In order to understand the images seen in a polarizing microscope we have to look at some of the properties of crystals. A crystal is a solid made up of atoms periodically arranged in space. This periodicity is what gives a crystal its properties in contrast to a glass whose atoms are randomly arranged. This randomness is also true of a liquid except for special cases to be discussed later. This brief definition has been arrived at over several hundred years of investigation and really does not fully describe all of the observed properties of crystals. The external form of many crystals is characterized by plane faces arranged in a symmetrical manner. Crystals with faces have been observed since the times of the ancient Greeks. In 1669 Nicolaus Steno, a Danish anatomist measured the angles between similar kinds of faces on a large number of quartz crystals from many different places. He made the remarkable discovery that the angles between similar faces on many different crystals of the same material were the same. This was one of the first concepts about crystals to be recorded and is now called the “law of constancy of interfacial angles”. It took almost a hundred years more for this to lead to the concept of a crystal’s properties being the result of the regularity of its internal structure.

A sense of symmetry is an important tool to develop a classification of crystals. This use of symmetry can be a key to organizing the endless array of atoms that make up the crystalline solids. Symmetry is the result of operations that bring an object or a pattern into coincidence with itself. There are only a few symmetry operations.

For instance if the object in Figure IV-6 is rotated 120° around an axis perpendicular to the page then it will occupy a position which is indistinguishable from its original position. This operation is a symmetry operation and since it occurs three times during a full rotation the axis is called a 3-fold symmetry axis. Consider an axis lying in the plane of the paper that passes between two of the circles and through the center of the third. Rotation around this axis for 180° will bring the circles into coincidence. This is a 2-fold symmetry axis.

Looking at real crystals another axis that is observed is 4-fold. This really includes a 2-fold axis but the higher symmetry has preference. In addition to axes of 2-fold, four fold, three fold and six fold, further observation of real crystals demonstrates the existence of planes of symmetry. A plane of symmetry acts like a mirror. A demonstration of planes of symmetry in a simple crystal form, the cube, is shown in Figure IV-7.

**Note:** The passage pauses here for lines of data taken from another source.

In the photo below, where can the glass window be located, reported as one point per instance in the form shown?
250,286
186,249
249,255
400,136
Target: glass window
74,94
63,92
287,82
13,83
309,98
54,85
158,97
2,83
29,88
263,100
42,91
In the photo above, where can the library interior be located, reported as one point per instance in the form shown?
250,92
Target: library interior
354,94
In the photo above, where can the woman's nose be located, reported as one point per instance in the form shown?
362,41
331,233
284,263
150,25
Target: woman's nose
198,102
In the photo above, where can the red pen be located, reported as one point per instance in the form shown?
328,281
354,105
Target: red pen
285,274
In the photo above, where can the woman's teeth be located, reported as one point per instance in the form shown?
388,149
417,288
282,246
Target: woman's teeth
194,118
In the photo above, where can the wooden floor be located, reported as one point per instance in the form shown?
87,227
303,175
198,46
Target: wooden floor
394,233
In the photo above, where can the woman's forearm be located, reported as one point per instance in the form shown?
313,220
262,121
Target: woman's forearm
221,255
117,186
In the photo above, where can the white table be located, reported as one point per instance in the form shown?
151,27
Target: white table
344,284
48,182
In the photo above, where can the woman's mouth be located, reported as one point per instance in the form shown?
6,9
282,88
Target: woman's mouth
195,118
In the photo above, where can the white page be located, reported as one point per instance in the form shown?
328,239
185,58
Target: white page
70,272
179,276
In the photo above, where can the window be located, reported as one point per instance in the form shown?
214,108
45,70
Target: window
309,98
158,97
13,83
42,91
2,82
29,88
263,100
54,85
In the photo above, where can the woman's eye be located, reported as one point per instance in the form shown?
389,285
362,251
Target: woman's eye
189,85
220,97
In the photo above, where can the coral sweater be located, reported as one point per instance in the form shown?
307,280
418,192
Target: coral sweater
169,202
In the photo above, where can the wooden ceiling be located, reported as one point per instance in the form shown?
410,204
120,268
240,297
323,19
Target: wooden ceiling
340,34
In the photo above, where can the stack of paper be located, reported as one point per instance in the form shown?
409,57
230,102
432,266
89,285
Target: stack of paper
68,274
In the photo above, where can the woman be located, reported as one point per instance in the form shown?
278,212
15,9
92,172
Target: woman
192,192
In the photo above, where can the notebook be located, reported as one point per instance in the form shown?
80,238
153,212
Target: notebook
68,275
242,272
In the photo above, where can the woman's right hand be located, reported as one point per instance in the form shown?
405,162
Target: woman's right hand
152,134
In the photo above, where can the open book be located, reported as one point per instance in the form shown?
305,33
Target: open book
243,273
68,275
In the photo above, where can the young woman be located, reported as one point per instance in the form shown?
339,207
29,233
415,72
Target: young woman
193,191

In addition to planes and axes there is a third kind of symmetry element. We can examine this by looking at an orthogonal block that has no square faces.

This block has symmetry planes and axes. Whatever feature of this block we look at, e.g. a corner or an edge, at an equal distance from the center of the block the same feature occurs. If we draw a line from the center to a corner continuing the line through the center; at the same distance from the center it will meet a copy of the original corner. This feature is the element called a center of symmetry, and the operation is called inversion through the center.

Symmetry operations were first observed in the relationships of faces in real crystals. Many thousands of crystals were measured and described. Based on the axes of symmetry their relative length and the angles between their crystals can be divided into a simple classification of 6 crystal systems.